Lexipedia

Bieri Peter · Ständerat · 2005-12-06

Bieri Peter · Ständerat · Zug · Christlichdemokratische Fraktion · 2005-12-06

Wortprotokoll

Ich habe bereits in meinem Eintretensvotum den neuen Hochschulartikel vorgestellt und meine Detailbemerkungen dazu gemacht. Ich brauche sie hier nicht zu wiederholen. Doch ich möchte zu gewissen Bemerkungen - zum Teil waren es sogar leichte Vorwürfe - in Bezug auf diesen Hochschulartikel kurz Stellung nehmen. Es ist gesagt worden, es sei ein kleiner Schritt in eine neue Zukunft, und der Schritt sei wenig mutig. Ich möchte dem entgegentreten:

1. Zum ersten Mal wird in der Verfassung dargelegt, dass die Hochschulpolitik und die Hochschulen eine gemeinsame Aufgabe von Bund und Kantonen sind. Das war bis dato, in der heutigen Verfassung, nicht der Fall.

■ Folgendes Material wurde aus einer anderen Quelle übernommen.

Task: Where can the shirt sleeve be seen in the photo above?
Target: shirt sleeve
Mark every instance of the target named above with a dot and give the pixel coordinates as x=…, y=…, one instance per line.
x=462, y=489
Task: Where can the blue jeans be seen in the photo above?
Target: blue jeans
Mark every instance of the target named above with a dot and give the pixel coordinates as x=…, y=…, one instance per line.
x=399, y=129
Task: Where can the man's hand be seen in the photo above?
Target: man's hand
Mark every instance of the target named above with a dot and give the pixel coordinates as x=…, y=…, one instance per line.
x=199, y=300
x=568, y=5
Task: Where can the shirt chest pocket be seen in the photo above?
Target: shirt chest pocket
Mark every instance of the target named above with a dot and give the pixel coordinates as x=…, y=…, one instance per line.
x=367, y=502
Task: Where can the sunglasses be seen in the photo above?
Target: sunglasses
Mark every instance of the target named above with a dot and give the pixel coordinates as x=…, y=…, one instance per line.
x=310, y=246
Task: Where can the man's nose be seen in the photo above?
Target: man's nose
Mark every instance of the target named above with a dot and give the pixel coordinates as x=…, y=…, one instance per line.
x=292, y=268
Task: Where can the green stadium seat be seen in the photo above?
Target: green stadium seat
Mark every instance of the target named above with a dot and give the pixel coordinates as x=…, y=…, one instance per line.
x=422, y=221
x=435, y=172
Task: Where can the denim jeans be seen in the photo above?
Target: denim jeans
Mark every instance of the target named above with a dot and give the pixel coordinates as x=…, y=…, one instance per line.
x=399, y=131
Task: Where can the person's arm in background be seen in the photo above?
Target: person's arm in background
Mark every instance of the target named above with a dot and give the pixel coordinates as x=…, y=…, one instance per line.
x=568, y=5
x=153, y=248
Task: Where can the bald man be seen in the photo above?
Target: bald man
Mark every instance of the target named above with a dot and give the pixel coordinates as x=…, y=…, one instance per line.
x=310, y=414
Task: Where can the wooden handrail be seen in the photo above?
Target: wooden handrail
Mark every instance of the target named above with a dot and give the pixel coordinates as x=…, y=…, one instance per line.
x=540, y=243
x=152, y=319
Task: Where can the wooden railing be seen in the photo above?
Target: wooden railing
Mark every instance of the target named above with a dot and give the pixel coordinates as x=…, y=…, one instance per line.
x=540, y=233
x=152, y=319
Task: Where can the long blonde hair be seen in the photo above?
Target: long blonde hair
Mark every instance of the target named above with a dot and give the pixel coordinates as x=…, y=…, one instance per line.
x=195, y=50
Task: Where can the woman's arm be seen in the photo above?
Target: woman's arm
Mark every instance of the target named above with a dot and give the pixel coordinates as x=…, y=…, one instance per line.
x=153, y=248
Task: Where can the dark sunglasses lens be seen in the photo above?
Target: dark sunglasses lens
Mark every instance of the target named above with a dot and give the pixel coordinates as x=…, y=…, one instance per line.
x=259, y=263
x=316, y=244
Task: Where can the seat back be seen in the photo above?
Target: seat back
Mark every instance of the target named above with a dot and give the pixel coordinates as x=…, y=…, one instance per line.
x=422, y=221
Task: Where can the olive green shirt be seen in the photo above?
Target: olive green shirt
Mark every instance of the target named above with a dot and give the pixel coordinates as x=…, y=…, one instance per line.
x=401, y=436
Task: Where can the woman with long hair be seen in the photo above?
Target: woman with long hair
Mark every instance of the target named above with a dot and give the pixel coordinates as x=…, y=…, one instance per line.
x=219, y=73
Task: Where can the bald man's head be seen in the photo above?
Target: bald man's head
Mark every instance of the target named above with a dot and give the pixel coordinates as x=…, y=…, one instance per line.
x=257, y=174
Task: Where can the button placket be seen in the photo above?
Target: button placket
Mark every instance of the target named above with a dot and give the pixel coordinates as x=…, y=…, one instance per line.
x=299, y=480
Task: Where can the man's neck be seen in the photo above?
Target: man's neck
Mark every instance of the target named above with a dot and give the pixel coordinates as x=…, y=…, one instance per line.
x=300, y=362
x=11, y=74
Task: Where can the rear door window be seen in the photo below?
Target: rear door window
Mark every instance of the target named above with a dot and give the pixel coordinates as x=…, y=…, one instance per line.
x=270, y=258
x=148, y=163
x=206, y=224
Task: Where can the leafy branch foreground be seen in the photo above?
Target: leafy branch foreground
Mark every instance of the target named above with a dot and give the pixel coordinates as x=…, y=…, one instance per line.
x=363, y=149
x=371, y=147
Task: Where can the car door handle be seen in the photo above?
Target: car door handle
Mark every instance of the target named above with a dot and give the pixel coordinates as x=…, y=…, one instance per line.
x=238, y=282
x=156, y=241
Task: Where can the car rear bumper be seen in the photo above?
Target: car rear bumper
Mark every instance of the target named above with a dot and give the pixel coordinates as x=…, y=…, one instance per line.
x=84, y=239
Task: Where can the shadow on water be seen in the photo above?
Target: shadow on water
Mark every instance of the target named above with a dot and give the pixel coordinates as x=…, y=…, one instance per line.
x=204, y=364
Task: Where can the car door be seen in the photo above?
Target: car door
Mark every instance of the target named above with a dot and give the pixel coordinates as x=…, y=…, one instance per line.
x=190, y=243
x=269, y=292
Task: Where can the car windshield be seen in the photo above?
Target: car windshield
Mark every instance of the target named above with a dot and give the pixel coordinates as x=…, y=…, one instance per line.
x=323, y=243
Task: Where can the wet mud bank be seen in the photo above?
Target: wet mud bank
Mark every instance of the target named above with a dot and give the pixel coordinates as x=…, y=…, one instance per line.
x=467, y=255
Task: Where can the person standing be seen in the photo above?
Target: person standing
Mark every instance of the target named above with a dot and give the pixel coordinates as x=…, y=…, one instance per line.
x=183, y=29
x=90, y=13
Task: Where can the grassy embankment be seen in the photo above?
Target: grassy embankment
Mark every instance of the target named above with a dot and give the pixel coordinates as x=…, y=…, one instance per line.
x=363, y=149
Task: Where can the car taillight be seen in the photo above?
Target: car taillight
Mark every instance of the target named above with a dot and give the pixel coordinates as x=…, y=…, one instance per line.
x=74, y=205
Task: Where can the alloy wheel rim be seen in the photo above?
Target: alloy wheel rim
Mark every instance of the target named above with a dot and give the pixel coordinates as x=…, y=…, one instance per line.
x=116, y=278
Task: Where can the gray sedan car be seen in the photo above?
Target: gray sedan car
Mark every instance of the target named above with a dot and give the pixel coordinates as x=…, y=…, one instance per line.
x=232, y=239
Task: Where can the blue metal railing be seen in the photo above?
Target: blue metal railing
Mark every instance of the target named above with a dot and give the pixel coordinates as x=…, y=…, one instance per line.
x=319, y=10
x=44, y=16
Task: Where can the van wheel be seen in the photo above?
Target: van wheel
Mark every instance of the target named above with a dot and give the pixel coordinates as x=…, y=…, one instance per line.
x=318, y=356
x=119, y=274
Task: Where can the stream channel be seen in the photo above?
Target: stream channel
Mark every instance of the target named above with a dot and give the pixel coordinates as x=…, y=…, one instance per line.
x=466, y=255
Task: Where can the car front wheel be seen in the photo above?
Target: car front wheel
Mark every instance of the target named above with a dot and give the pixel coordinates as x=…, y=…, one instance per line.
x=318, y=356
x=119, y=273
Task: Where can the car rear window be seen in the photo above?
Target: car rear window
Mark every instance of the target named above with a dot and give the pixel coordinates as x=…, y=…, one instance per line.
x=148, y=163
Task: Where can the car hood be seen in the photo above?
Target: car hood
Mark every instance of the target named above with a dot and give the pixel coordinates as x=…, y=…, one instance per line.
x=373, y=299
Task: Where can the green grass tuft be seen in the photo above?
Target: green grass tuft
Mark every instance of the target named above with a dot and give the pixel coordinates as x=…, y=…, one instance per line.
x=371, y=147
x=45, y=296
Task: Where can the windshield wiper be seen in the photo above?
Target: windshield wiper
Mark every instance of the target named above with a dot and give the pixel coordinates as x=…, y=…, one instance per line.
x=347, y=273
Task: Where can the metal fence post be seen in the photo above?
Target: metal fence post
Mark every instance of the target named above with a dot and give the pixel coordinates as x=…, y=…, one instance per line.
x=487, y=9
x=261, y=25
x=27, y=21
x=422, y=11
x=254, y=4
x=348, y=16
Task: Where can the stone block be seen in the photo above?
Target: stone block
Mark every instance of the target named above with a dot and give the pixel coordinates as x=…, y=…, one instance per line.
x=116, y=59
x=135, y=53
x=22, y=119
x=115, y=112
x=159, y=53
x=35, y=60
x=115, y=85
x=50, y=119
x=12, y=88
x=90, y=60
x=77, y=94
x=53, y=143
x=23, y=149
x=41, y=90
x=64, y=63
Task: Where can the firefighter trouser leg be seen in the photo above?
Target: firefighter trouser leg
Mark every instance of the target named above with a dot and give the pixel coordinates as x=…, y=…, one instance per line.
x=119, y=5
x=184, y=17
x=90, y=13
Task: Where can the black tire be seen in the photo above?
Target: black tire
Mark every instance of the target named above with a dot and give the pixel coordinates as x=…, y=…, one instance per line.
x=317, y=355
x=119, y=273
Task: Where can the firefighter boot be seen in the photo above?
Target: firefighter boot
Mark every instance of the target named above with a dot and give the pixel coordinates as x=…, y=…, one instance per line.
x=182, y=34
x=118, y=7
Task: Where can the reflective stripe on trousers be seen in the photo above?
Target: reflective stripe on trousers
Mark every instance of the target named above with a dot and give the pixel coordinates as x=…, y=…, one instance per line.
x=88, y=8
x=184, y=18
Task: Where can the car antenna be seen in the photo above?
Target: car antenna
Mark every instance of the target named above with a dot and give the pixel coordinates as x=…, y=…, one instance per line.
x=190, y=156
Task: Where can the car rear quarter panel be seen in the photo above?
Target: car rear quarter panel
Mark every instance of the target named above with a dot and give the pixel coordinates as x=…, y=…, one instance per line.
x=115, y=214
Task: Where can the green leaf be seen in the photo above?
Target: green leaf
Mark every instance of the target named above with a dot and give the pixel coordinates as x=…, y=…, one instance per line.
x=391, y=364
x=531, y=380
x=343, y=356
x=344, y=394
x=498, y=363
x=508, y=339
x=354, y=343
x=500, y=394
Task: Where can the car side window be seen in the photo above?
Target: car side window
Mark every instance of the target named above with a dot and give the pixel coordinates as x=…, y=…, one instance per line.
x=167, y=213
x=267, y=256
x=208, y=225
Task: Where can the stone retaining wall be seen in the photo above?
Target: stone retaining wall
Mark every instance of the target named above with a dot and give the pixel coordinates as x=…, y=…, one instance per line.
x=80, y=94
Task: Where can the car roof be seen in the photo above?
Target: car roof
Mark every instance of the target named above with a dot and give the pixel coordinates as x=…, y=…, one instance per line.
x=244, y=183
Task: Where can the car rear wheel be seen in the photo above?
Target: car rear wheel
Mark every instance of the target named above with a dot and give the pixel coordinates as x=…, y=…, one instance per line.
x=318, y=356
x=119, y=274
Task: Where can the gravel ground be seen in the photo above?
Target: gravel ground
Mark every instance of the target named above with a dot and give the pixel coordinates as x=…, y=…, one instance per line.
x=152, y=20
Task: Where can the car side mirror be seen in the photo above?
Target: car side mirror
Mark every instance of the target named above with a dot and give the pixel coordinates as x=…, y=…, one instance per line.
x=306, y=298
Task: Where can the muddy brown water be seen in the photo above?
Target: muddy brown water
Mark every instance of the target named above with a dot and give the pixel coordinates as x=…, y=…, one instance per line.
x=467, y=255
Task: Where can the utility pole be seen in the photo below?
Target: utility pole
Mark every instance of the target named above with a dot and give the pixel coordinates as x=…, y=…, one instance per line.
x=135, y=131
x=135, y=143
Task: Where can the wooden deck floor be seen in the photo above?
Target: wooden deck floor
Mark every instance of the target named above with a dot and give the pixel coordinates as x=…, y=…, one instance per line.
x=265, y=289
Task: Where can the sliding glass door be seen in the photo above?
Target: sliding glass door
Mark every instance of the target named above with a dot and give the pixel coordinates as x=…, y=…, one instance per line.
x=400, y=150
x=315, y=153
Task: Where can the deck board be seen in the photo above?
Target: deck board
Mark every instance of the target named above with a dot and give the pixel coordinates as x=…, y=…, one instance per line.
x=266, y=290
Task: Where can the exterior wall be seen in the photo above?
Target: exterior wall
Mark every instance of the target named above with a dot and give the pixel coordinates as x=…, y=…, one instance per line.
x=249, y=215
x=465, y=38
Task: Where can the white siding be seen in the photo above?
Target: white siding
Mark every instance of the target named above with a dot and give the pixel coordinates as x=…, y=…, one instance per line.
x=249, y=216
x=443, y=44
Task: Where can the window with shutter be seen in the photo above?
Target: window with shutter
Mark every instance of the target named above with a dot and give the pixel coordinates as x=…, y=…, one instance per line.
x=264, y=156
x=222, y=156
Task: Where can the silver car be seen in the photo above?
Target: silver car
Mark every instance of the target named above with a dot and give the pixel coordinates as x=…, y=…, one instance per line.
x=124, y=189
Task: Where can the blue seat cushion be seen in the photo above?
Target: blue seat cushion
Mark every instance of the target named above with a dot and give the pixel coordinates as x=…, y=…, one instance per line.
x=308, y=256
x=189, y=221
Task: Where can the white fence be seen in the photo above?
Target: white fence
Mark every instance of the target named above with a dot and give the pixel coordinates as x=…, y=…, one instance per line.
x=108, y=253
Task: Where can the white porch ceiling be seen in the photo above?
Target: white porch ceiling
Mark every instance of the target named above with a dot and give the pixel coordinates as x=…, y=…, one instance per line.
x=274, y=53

2. Mit diesem neuen Hochschulartikel werden die Fachhochschulen Teil der schweizerischen Hochschulpolitik und mit den gleichen Organen gesteuert.

3. Mit diesem Hochschulartikel wird eine Verfassungsgrundlage für ein gemeinsames Steuerungsorgan geschaffen, und es wird auch gesagt, dass es dazu eine Gesetzesgrundlage braucht, in der dann die Einzelheiten geregelt werden müssen.

4. In diesem Verfassungsartikel ist festgehalten, dass die Hochschulen in Zukunft einerseits Autonomie besitzen müssen und dass sie andererseits über die Qualität gesteuert werden sollen.

5. Es ist zum ersten Mal festgehalten, dass dieses gemeinsame Steuerungsorgan gesetzlich festgelegte Kompetenzen und dass der Bund subsidiäre Kompetenzen haben wird, in genau festgelegten Bereichen, wie sie in Absatz 5 festgehalten worden sind.

Herr Kollega Pfisterer hat die Frage der gesetzlichen Grundlage dieses gemeinsamen Steuerungsorgans angesprochen. Ich habe in meinem Eintretensvotum auch versucht zu umschreiben, dass dieses gemeinsame Steuerungsorgan eine Gesetzesgrundlage haben muss; sie ist im Rahmen des neuen Hochschulrahmengesetzes noch zu schaffen.

Letztlich haben Sie auch zu bedenken: Wer zahlt, befiehlt. Wenn wir im Hochschulbereich in etwa 25 Prozent bezahlen, können wir nicht einfach zu 75 Prozent befehlen. Hier ist der finanzielle Aufwand also auch in etwa mit unseren Kompetenzen in Einklang zu bringen.

Abschliessend habe ich Herrn Staatssekretär Kleiber gefragt, was er von diesem Hochschulartikel halte. Er meinte nicht, dass es sich um einen leeren Artikel handelt: Er hat mir gesagt, es sei eine "révolution", auch wenn die "révolution" diesmal etwas "tranquille" sei.